Typically, when a patient consents to share Part 2 records, the recipient may only redisclose those records to a third party if the patient specifically consents to the redisclosure. Critics of Part 2’s redisclosure requirements maintain that the “no redisclosure” rule can deny patients life-saving care. What if, these critics say, information barred from redisclosure is needed by, say, a patient’s primary care physician who prescribes the patient medications that have harmful interactions with the substance to which a patient may be addicted?

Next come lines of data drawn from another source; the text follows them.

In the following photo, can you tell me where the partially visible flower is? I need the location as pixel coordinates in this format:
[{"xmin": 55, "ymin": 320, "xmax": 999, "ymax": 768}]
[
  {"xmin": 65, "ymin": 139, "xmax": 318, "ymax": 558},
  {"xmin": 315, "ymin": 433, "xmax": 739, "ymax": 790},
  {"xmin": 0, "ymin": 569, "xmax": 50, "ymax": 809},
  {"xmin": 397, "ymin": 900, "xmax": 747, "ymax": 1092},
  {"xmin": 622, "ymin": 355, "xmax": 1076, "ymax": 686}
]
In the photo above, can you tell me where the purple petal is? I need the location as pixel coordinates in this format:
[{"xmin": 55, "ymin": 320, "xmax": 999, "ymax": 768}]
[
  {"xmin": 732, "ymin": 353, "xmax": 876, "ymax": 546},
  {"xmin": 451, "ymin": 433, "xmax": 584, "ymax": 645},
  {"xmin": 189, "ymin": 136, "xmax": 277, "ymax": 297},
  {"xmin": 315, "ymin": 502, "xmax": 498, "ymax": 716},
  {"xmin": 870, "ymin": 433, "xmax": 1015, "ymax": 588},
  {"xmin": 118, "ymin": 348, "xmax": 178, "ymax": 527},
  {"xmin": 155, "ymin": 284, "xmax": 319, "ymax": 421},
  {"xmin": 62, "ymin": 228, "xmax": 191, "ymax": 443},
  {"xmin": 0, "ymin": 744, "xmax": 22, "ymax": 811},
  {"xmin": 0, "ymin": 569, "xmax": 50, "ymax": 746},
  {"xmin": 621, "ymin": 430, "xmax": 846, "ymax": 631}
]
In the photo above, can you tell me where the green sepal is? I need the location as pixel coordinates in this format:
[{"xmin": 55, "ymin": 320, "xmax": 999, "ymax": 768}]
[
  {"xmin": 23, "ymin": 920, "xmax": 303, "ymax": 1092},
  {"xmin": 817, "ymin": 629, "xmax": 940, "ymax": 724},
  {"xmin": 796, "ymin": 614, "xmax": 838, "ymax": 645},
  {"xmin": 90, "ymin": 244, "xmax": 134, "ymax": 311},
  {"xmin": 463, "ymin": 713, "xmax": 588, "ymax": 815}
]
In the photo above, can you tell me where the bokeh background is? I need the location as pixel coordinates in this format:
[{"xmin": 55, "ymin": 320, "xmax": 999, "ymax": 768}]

HHS has responded to the criticism by issuing a Notice of Proposed Rulemaking (Proposed Rule) in November of 2022. The proposed rule updates Part 2 to allow Part 2 programs to use and share patients’ records following a single signed consent “for all future uses and disclosures for treatment, payment, and healthcare operations.” In other words, the proposed rule allows provider sharing of records in a similar manner to which HIPAA permits such sharing. More information about 42 CFR Part 2 and HIPAA care coordination is provided below.
42 CFR Part 2 and HIPAA Care Coordination: What’s in the Proposed Rule?
The proposed rule allowing for enhanced 42 CFR Part 2 and HIPAA care coordination permits Part 2 records to be redisclosed in any manner currently permitted by the HIPAA Privacy Rule, with certain exceptions. Per HHS Secretary Xavier Becerra, this change to Part 2 would “improve coordination of care for patients receiving treatment… To help ensure individuals do not forego life-saving care due to concerns about records disclosures.”
Lifting the existing re-disclosure rule allows for sharing of a significant amount of information that cannot currently be redisclosed.
Part 2 currently prevents re-disclosure of records that relate to “the identity, diagnosis, prognosis, or treatment of any patient” regarding programs that involve:
- SUD education;
- or research that are run or overseen directly or indirectly by any U.S. government department or agency.